Bronze statue of Boudica and her daughters by Thomas Thornycroft, near Westminster Pier
Thomas Thornycroft's Boadicea and Her Daughters, near Westminster Bridge, London.

Caratacus, Boudica, and the Druids of Anglesey

The Roman conquest succeeded in its first season. Holding the country took twenty years of intermittent war. The pattern was familiar across the empire: defeat the king, reduce the hillfort, install a garrison — and then deal with the next king, who has not yet learned the lesson. In Britain three names mark the worst of that fighting: Caratacus, the priests of Anglesey, and Boudica.

Caratacus and the Welsh Marches

After the Medway, Caratacus fled westward to the Silures and Ordovices of Wales and waged guerrilla war from the hills. For nearly a decade he tied down whole legions. The governor Publius Ostorius Scapula brought him to a pitched battle in AD 50, somewhere in the Welsh borders — the site is unknown, though Caer Caradoc in Shropshire is traditional — and finally beat him.

Map of British tribes at the time of the Roman invasion
The British tribes whose territories Caratacus traversed during his decade-long flight.

Caratacus escaped again, this time north to the Brigantes. Their queen, Cartimandua, was a Roman client. She bound him in chains and handed him to her allies. Brought to Rome to be paraded in a triumph, Caratacus is said by Tacitus to have addressed the Senate so eloquently that Claudius pardoned him and let him live out his days in Italian comfort. The episode — a defeated barbarian sparing himself by Roman virtue — was exactly the kind of scene Roman audiences loved.

Anglesey, AD 60

By AD 60 the governor Gaius Suetonius Paulinus had pushed across north Wales to the shore of the Menai Strait. On the far side lay Mona — Anglesey — the heartland of British druidism and a sanctuary for refugees from the wars of the previous decade. Tacitus describes the scene with the rhetorical flourish of a writer who was not there: druids on the shore raising their hands to heaven, women in black running among the warriors with torches.

The legions hesitated, then crossed. The grove was cut down, the altars demolished, the priests killed. Druidism as an organised power in Britain effectively ends here. Suetonius, however, had no time to consolidate. A messenger reached him from the southeast: the Iceni were in revolt, and Camulodunum was burning.

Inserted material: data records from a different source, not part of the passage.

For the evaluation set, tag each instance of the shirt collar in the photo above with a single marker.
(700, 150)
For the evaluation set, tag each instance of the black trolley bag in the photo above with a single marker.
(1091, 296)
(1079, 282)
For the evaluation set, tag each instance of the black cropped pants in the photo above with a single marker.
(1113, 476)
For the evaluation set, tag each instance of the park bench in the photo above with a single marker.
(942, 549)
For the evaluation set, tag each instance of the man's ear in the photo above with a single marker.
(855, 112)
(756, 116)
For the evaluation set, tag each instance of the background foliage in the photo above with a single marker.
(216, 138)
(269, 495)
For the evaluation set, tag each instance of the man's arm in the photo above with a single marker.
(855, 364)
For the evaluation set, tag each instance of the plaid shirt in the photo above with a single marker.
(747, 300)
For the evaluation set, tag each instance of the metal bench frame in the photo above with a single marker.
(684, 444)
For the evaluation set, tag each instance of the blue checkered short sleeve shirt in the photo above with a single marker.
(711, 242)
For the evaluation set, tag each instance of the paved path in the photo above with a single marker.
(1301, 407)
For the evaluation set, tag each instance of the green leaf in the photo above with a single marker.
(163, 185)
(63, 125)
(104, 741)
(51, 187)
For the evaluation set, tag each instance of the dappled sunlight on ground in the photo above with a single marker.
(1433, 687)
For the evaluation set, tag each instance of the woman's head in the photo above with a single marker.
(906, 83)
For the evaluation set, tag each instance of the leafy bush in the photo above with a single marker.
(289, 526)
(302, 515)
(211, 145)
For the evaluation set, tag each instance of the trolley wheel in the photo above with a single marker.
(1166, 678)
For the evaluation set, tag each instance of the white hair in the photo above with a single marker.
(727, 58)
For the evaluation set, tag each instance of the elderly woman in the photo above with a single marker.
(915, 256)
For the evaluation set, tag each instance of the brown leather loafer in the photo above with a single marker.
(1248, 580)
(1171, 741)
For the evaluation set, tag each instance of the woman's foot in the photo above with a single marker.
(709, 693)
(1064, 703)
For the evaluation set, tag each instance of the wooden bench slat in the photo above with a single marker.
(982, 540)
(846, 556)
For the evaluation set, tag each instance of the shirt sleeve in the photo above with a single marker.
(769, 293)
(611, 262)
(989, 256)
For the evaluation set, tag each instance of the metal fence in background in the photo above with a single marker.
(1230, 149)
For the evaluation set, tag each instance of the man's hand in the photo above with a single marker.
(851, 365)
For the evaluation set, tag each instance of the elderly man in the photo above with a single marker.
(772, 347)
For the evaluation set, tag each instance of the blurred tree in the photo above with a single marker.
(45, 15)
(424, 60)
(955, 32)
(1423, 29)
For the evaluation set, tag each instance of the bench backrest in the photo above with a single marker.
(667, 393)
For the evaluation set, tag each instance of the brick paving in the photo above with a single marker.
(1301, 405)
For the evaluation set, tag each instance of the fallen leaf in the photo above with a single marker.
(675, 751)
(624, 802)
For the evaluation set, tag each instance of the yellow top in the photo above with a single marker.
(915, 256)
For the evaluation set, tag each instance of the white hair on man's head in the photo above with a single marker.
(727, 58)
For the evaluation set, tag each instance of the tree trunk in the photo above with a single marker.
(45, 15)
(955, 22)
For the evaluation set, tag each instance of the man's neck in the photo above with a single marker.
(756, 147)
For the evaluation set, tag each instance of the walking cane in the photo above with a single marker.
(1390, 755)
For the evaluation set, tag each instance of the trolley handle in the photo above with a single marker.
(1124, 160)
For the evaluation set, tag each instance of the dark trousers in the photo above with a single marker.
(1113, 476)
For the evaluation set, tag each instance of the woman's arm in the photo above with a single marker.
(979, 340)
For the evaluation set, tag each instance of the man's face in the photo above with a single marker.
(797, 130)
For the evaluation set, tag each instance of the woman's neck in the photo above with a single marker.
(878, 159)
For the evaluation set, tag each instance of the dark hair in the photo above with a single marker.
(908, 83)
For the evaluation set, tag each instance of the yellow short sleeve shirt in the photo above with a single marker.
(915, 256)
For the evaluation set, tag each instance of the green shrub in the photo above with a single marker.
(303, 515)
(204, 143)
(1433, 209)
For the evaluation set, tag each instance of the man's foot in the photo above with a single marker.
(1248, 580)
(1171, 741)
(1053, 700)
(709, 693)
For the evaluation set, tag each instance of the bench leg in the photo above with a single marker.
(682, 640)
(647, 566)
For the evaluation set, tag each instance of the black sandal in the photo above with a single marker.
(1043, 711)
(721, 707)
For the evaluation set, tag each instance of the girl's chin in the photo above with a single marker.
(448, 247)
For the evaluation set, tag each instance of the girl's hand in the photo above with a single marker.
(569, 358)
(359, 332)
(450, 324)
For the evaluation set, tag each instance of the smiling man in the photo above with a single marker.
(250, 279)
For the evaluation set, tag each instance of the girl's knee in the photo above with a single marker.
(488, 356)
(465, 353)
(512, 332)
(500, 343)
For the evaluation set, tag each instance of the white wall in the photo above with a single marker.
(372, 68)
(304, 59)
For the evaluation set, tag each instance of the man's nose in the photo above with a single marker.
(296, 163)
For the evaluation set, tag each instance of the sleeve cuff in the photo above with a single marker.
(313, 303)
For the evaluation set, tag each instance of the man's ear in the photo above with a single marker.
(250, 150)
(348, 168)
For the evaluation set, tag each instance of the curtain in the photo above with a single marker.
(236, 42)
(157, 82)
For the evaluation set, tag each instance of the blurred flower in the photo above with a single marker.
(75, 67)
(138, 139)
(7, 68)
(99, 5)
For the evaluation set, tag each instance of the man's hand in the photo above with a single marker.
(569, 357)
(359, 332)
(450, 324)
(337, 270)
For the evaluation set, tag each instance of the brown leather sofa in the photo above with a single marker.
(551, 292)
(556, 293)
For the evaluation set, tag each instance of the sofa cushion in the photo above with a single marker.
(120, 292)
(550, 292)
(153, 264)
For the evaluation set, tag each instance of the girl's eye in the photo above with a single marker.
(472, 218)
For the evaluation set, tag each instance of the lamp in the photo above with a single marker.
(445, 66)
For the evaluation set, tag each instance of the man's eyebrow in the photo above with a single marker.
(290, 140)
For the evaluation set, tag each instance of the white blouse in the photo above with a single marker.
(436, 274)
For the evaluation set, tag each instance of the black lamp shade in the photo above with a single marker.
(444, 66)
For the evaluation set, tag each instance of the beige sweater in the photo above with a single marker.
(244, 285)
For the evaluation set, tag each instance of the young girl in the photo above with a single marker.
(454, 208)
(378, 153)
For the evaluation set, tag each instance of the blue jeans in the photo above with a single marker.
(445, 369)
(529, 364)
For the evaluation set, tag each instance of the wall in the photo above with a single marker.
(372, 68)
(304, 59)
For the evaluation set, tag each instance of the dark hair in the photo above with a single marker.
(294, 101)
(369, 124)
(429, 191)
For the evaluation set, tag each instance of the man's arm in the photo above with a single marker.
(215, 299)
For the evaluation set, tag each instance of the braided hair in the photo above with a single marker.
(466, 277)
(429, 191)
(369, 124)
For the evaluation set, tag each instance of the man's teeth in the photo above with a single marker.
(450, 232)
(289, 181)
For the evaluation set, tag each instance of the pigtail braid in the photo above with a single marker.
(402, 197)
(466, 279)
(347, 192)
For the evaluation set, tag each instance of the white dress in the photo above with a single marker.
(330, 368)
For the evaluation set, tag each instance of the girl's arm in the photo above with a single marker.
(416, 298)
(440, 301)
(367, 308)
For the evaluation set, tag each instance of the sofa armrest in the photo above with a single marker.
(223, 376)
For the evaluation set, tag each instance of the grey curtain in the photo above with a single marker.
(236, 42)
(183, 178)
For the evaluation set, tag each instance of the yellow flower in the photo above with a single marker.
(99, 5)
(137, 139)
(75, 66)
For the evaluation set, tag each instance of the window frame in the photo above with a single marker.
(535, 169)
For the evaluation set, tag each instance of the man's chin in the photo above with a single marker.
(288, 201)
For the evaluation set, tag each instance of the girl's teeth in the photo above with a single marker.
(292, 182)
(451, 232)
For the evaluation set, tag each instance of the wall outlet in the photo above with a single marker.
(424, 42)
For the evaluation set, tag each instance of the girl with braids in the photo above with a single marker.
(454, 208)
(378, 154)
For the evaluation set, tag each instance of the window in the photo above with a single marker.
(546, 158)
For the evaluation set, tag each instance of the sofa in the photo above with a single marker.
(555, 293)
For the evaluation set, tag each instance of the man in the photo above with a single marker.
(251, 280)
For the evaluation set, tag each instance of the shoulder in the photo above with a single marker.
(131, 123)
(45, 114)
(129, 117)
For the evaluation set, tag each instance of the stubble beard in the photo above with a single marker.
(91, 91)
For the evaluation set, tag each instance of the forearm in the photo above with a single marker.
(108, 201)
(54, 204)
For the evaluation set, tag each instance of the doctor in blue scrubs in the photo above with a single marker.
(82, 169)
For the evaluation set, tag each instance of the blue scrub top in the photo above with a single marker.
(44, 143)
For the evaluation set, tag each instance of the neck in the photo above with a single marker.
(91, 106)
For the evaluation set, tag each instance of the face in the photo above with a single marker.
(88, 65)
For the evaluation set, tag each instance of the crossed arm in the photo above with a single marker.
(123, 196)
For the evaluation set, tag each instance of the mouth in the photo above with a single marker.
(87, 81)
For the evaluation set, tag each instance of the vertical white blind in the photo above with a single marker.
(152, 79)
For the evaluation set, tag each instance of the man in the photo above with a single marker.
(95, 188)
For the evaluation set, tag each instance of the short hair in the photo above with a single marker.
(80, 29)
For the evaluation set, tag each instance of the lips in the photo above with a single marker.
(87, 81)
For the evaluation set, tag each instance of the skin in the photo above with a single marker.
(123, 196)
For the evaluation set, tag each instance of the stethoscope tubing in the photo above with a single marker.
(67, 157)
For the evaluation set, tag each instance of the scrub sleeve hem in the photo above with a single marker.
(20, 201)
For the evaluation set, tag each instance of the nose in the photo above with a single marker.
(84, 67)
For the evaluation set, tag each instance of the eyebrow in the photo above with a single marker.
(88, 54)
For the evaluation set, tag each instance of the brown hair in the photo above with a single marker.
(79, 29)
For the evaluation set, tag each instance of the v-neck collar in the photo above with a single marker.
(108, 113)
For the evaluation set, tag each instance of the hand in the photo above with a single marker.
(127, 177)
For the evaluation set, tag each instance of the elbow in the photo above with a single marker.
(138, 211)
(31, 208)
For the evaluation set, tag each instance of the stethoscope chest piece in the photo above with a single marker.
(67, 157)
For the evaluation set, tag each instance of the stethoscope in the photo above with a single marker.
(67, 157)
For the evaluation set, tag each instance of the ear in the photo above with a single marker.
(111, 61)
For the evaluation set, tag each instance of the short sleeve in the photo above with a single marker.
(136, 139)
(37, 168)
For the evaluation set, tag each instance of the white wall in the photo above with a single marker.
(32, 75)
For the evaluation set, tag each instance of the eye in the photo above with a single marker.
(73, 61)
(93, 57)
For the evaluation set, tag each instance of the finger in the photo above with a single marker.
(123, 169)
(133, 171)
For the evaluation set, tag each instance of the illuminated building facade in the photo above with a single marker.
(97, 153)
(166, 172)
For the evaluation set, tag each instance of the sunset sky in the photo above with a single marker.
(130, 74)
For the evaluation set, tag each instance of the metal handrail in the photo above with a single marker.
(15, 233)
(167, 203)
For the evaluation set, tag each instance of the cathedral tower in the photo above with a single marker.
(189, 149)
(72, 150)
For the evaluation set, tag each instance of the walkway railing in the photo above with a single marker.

Boudica and the Great Revolt

John Opie's 1793 painting of Boudica haranguing the Britons
John Opie's Boadicea Haranguing the Britons (1793), a Romantic-era vision of the Iceni queen rallying her warriors.

Prasutagus, king of the Iceni in East Anglia, had ruled as a client of Rome. On his death in AD 60 he willed half his kingdom to his daughters and half to the emperor, hoping to preserve his line. Roman procurators read the will as a surrender of the whole. They seized the estates, flogged Prasutagus's widow Boudica, and raped his daughters. The provocation was catastrophic.

Boudica raised the Iceni and the neighbouring Trinovantes. With Suetonius and the bulk of the army on the far side of the country, the rebels stormed Camulodunum and burned its veterans alive in the temple of Claudius. They turned south to Londinium, a young trading town that Suetonius reached, judged indefensible, and abandoned to its fate. They sacked it, then took Verulamium — modern St Albans. Tacitus puts the dead at seventy thousand; Dio Cassius at eighty.

Suetonius gathered some ten thousand legionaries and met Boudica's far larger host on a battlefield of his own choosing — somewhere in the Midlands — with woods at his back and a narrow front. The Roman line held; the British retreat was blocked by their own wagon-train. The slaughter was immense. Boudica, according to one account, took poison; according to another, she fell sick and died.

"We British are used to women commanders in war." — Boudica, in the speech composed for her by Tacitus.

The revolt nearly cost Rome the province. After it, the Romans built more forts and were a little more careful. The age of organised, large-scale British resistance south of the Brigantes was over.